Why am I depressed? Because 1) there is no way that quality has kept pace with quantity, 2) it's impossible to keep up with all major developments across the entire field. It means that much more of my time has to be spent filtering the flood of publications, not wasting time on irrelevant stuff, but not missing the good stuff either.
Fortunately, filtering tools are better. There are automated search tools like PubCrawler (you've gotta love that name), and, since almost everything is now online, you don't have to trudge over to the library to follow up on a potentially worthless paper.
According to this review in Science, researchers now aim "to move rapidly through the literature to assess and exploit content with as little actual reading as possible."
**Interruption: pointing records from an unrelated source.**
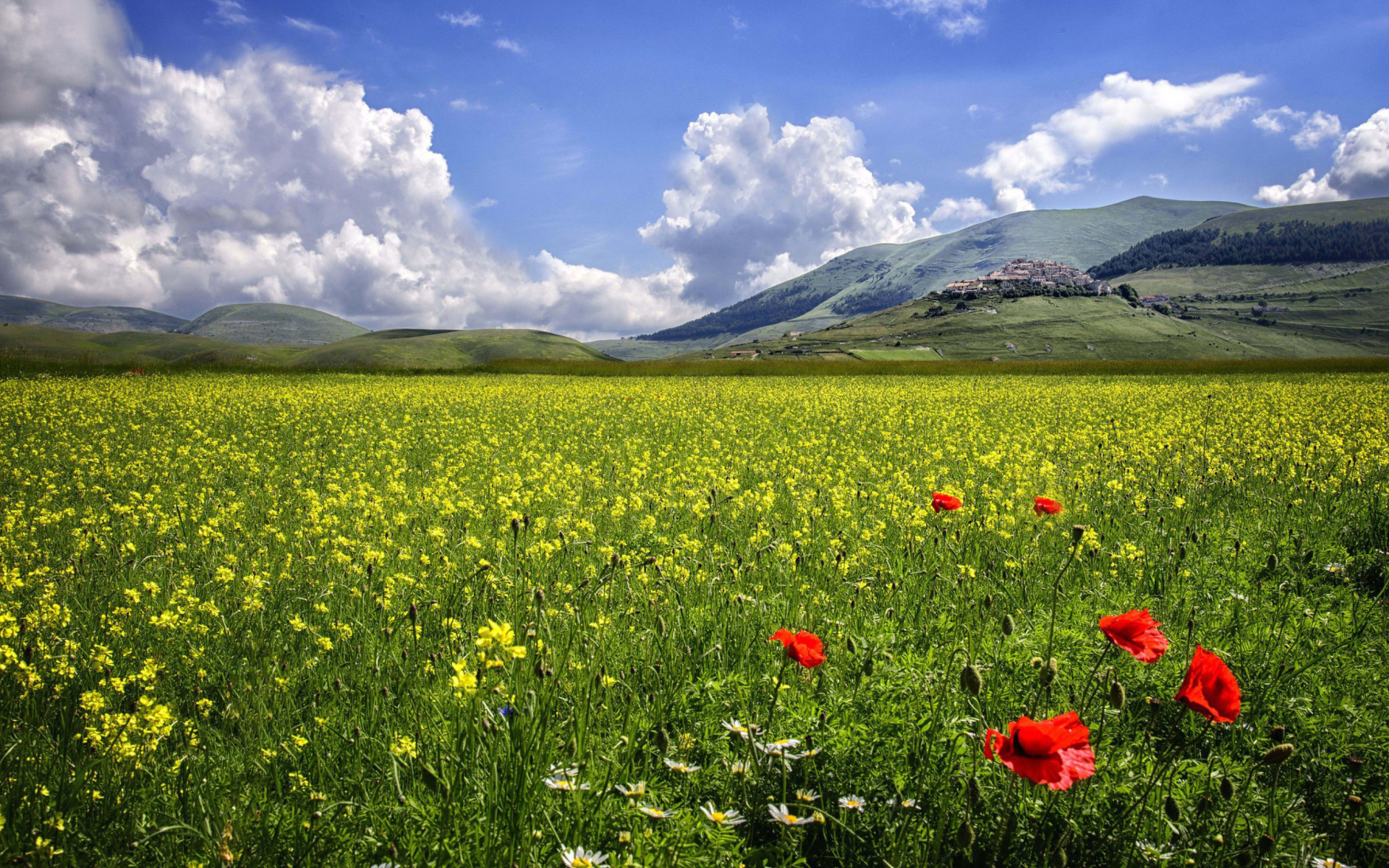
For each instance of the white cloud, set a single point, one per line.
(51, 46)
(956, 18)
(755, 205)
(229, 13)
(1359, 167)
(310, 27)
(271, 181)
(1312, 129)
(966, 210)
(462, 20)
(1121, 110)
Now, as scientists search and browse, they are making queries and selecting information in much tighter iterations and with many different kinds of objectives in mind, almost as if they were playing a fast-paced video game. They sweep through resources, changing search strings, chaining references backward and citations forward, dodging integrator and publisher sites to find open-access copies, continually working to reduce the number of clicks required for access. By note-taking or cutting and pasting, scientists often extract and accumulate bits of specific information, such as findings, equations, protocols, and data. In this process, rapid judgments are made—such as assessments of relevance, impact, and quality—while search queries are being formulated and refined. (Fig. 3). The goal often seems to be undifferentiated assimilation of information about a domain or a problem at hand, and the online experience may be highly valuable, even though no clear aim is met and no articles to read are located.
Personally, I find this a pain in the ass. The problem with 'undifferentiated assimilation' is that one winds up spending almost as much time on irrelevant or lousy papers as on highly relevant papers.